ACS Data Users Group

 View Only
Expand all | Collapse all

Proposed changes to the ACS Summary File format

  • 1.  Proposed changes to the ACS Summary File format

    Posted 10-28-2020 09:01 AM

    The ACS Office at the Census Bureau is currently testing a new format for the ACS Summary File, which is a comma-delimited text file that contains all the Detailed Tables for the ACS.

    Information about the proposed updates to the ACS Summary File are described on the Census Bureau's website.

    We are starting this new Discussion Thread so that ACS data users can post any comments or questions about the proposes changes. ACS Summary File users are also encouraged to participate in the webinar scheduled for this afternoon on this topic.



  • 2.  RE: Proposed changes to the ACS Summary File format

    Posted 10-28-2020 02:31 PM

    As a longtime ACS Summary File user, this is a huge, and welcome change. Perhaps the best improvement is having column headers in the data files. This not only reduces the complexity in using the files, but it lessens the possibility of errors.

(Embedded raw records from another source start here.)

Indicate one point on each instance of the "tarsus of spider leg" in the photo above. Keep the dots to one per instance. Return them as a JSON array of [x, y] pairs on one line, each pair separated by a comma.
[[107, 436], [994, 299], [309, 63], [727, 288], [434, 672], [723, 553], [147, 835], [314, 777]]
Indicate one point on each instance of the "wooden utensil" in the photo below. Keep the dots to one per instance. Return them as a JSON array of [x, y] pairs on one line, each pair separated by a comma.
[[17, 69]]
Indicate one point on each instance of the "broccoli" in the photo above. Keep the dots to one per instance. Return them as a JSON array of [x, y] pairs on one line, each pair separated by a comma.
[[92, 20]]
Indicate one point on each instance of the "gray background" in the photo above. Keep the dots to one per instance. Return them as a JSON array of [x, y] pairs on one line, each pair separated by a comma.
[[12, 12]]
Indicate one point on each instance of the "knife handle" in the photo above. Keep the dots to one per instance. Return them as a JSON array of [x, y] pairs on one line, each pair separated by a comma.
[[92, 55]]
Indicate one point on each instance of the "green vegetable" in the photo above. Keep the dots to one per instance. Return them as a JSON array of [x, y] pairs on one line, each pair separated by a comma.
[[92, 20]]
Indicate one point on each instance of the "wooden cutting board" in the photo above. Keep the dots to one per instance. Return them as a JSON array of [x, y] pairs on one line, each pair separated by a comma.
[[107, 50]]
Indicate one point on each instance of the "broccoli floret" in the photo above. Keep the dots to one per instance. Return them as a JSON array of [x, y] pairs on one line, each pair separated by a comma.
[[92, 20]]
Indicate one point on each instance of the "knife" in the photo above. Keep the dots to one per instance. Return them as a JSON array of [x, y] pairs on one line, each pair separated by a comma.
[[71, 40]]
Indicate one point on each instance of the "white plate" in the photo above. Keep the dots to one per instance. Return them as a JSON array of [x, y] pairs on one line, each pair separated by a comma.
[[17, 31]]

    One request: When the data is made available, it would be helpful for the files to be available as a bulk download, for people that want the entire dataset for all geography levels for the whole country. This could mean as a single (or set) of compressed files, or folders in a real FTP page, so they could be accessed like a file system (rather than a web page).

    Another suggestion: Perhaps the data files could have a column with the time frame of the data. Even though this would only be one value for the whole file (the year of the data), it would help when loading it into a database.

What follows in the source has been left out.